Geneva College doesn't want to cover birth control like the morning-after and week-after pills and intrauterine devices, or IUDs, because school officials contend such products violate its moral opposition to abortion.

U.S. District Judge Joy Flowers Conti did not immediately rule or schedule a hearing on the government's request.

The judge in June issued an injunction allowing the school based in Beaver Falls, about 25 miles northwest of Pittsburgh, to temporarily exclude coverage for the birth control methods at issue in an insurance plan it offers to students. The school requires students to prove they have health insurance, otherwise they're covered by a plan paid for by the school.

Conti's earlier ruling didn't address Geneva's employee health plan, because the reforms championed by President Barack Obama don't require employee plans to cover the types of birth control objected to until Jan. 1.

Geneva's lawsuit was filed by the Alliance Defending Freedom, a Christian civil rights group, and is similar to more than 50 lawsuits filed in federal courts across the country by religious-affiliated agencies or faith-based groups.

Geneva's attorneys don't object to a stay of the lawsuit -- which would delay all filing and other deadlines while some funding is shut off to the Justice Department -- provided the Jan. 1 deadline is also extended the same number of days. For example, if the shutdown lasts 14 days, Geneva's attorneys want the judge to order the health insurance mandates not to apply to the school until Jan. 15.

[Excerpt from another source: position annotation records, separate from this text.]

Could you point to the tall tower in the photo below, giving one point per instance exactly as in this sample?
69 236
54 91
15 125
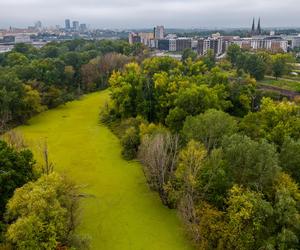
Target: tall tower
258 27
253 27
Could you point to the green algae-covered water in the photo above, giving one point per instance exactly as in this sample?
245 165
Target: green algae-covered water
122 212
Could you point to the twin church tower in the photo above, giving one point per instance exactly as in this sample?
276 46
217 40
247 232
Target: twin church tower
257 31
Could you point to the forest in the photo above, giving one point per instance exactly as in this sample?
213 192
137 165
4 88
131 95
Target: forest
33 80
215 147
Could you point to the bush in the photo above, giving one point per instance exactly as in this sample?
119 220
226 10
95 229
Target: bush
130 143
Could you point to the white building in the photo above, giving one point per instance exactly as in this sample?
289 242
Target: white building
159 32
22 38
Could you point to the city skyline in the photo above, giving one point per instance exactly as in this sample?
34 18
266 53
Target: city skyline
119 14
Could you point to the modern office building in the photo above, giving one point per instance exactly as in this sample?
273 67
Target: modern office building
159 32
163 44
75 26
67 24
272 43
183 43
216 44
146 38
83 27
38 25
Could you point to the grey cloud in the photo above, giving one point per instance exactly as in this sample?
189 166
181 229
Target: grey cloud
146 13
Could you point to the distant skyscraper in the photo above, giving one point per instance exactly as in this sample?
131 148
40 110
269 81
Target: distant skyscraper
258 28
253 27
83 27
67 24
38 25
257 31
159 32
76 25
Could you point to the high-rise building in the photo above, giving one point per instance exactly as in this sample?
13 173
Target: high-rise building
67 24
75 26
159 32
216 44
38 25
257 31
83 27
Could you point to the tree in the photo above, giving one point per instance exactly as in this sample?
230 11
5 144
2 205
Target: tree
290 158
175 119
16 58
286 199
255 66
246 216
253 164
47 218
190 164
209 128
188 53
16 169
274 121
158 154
130 143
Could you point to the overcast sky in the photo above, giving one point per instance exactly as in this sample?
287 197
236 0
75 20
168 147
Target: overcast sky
147 13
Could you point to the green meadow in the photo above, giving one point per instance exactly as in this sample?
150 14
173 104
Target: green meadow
122 213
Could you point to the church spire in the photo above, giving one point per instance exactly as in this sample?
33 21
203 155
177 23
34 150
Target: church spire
258 27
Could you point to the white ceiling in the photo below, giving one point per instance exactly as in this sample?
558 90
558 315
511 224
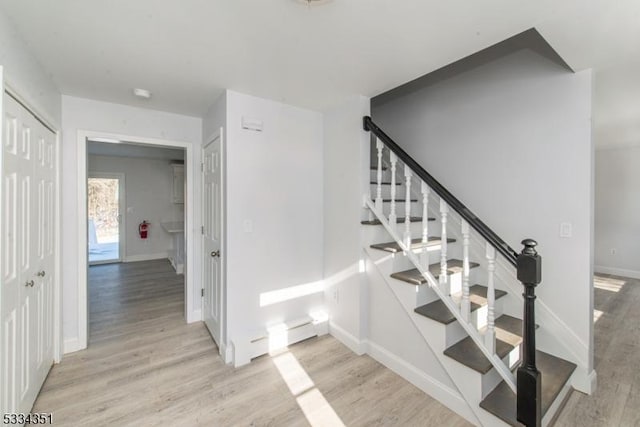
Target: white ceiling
186 52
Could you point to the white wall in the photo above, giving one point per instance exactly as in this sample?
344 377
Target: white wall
617 211
274 182
148 196
83 114
23 73
346 172
512 140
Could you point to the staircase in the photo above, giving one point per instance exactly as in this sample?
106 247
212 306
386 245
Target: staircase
449 271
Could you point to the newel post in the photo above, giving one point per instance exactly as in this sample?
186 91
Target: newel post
529 395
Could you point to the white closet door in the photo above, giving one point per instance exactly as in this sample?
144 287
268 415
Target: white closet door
28 263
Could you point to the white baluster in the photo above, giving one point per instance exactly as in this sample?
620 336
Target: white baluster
379 146
393 219
490 336
465 306
424 255
444 279
407 206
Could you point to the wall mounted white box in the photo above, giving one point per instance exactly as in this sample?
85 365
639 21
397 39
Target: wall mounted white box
252 124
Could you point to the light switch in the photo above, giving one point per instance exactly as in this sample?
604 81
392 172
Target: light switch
566 229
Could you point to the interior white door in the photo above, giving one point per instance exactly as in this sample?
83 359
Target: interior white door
212 237
28 256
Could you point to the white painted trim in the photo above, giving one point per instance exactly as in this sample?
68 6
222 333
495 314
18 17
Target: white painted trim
71 345
583 381
145 257
249 347
359 347
58 343
57 281
633 274
546 317
122 206
449 397
81 141
219 133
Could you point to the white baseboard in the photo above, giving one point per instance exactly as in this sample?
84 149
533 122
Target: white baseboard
72 345
584 382
447 396
354 344
145 257
194 316
634 274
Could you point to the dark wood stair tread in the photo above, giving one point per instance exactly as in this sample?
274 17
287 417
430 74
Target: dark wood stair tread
394 247
400 220
508 336
555 371
414 277
440 313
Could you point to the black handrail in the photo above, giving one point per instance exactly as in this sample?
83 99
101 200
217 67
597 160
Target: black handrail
489 235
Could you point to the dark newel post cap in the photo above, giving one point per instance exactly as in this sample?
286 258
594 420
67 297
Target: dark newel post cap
529 247
365 123
529 264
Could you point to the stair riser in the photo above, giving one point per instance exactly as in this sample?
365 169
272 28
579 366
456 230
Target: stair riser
455 332
471 384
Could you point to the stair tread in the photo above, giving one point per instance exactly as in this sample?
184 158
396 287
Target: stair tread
439 312
414 277
394 247
399 220
555 371
508 336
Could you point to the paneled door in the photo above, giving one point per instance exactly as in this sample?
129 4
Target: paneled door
27 256
212 237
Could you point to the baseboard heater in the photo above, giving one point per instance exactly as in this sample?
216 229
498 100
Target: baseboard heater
277 337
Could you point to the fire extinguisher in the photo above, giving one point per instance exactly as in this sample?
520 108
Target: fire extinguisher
143 229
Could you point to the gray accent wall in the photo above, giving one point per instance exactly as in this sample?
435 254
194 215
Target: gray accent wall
511 139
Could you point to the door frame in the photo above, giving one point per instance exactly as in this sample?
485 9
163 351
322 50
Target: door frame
223 348
122 203
192 313
7 87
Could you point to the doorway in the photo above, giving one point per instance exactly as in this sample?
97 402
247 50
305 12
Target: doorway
105 227
192 301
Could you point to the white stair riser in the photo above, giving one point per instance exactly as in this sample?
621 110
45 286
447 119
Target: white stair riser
455 332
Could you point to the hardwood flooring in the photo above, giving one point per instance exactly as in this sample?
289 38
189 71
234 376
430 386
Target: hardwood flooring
616 401
146 367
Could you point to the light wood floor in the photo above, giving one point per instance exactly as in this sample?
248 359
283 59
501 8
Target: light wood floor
616 401
145 366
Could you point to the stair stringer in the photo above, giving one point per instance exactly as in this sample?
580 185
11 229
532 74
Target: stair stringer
467 381
553 335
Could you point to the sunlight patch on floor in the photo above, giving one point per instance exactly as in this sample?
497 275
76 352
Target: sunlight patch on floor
608 284
315 407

Geneva's attorneys argued that unless the Jan. 1 deadline is extended, the Justice Department gets to delay the lawsuit while the school must still deal with the looming mandate --  all while losing the intervening court time during which it hopes to defeat the mandates. Among other things, Geneva's attorneys said they may ask Conti for an injunction freeing the school from the employee insurance mandate, while the lawsuit is pending.

Conti had previously dismissed the lawsuit, which was filed last year, after agreeing with the Justice Department that the school wasn't suffering immediate harm. That's because federal officials had promised the regulations would be changed to exempt religious institutions from parts of the law they found morally objectionable.

The judge reinstated much of the lawsuit in her June ruling, after the school argued that the exemptions didn't materialize and that it had to decide by Aug. 1 whether to drop its student health insurance plan.